Tucker, who did not return phone messages over a period of weeks seeking comment for this story, has yet to make a charging decision in the Creach case. Alan Creach said Tucker promised to brief the family prior to a public announcement on charges. As of last week, that meeting had not taken place.
But even if Tucker – who hasn’t spoken to the medical examiners about inquests since 2007 – asked for a coroner inquest in the Creach case, Howard, the medical examiner, said he would be reluctant.
“I would certainly challenge (Tucker) about why he is interested in this particular case and what information does he think the inquest would provide that he doesn’t already have,” Howard said.
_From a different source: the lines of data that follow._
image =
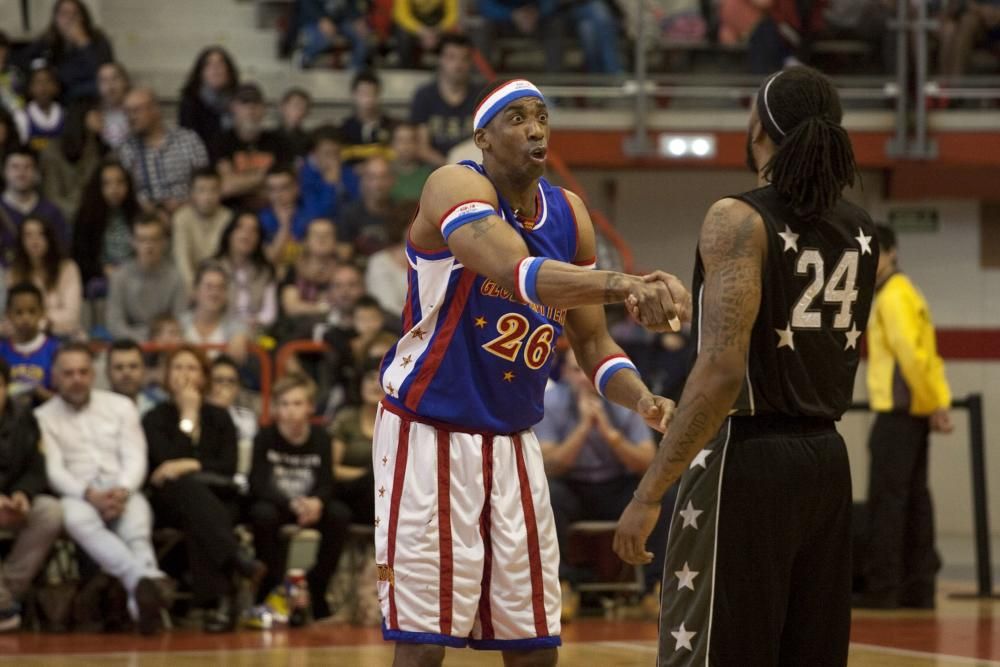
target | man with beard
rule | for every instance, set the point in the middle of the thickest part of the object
(758, 559)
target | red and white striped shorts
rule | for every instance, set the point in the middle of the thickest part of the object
(465, 540)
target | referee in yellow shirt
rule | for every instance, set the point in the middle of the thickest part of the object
(910, 395)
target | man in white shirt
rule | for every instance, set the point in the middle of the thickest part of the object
(95, 456)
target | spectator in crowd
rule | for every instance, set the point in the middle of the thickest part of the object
(305, 293)
(245, 153)
(113, 84)
(363, 223)
(442, 110)
(160, 159)
(209, 321)
(207, 95)
(386, 270)
(197, 226)
(46, 117)
(594, 452)
(291, 482)
(11, 79)
(102, 232)
(226, 393)
(146, 286)
(69, 160)
(323, 22)
(192, 457)
(295, 106)
(366, 132)
(75, 47)
(965, 26)
(420, 26)
(326, 182)
(408, 170)
(21, 198)
(126, 371)
(253, 292)
(910, 395)
(286, 218)
(29, 351)
(40, 259)
(95, 457)
(352, 431)
(35, 519)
He’d also oppose any ordinance in Spokane County calling for coroner inquests for certain deaths, if county commissioners took that action.
“I would challenge the law, because it is at odds with state law,” Howard said. “If everybody wants to change state law to make some sort of inquest mandatory, go ahead.”
Spokane County Commission Chairman Mark Richard said he’s interested in exploring the idea of inquests further “to see if it has potential to add value to the judicial process or value to the public in terms of how they look at their local government. I certainly agree that at some point the public reaches a certain level of concern, and it’s valuable to give them more information.”
But he stopped short of saying Howard should call an inquest in the Creach case, which occurred in Richard’s district, or that the county should make them a common practice.
“I don’t think we can spend a bunch of money to build a process just to deliver some preliminary message to the community,” Richard said. “The judicial system has to play itself out.”
Richard was critical, though, of the time it has taken Tucker to make a charging decision, and suggested that the solution may be sending cases like Creach’s to outside agencies.
“Bottom line,” Richard said, “I think it comes down to Steve taking action on the case.”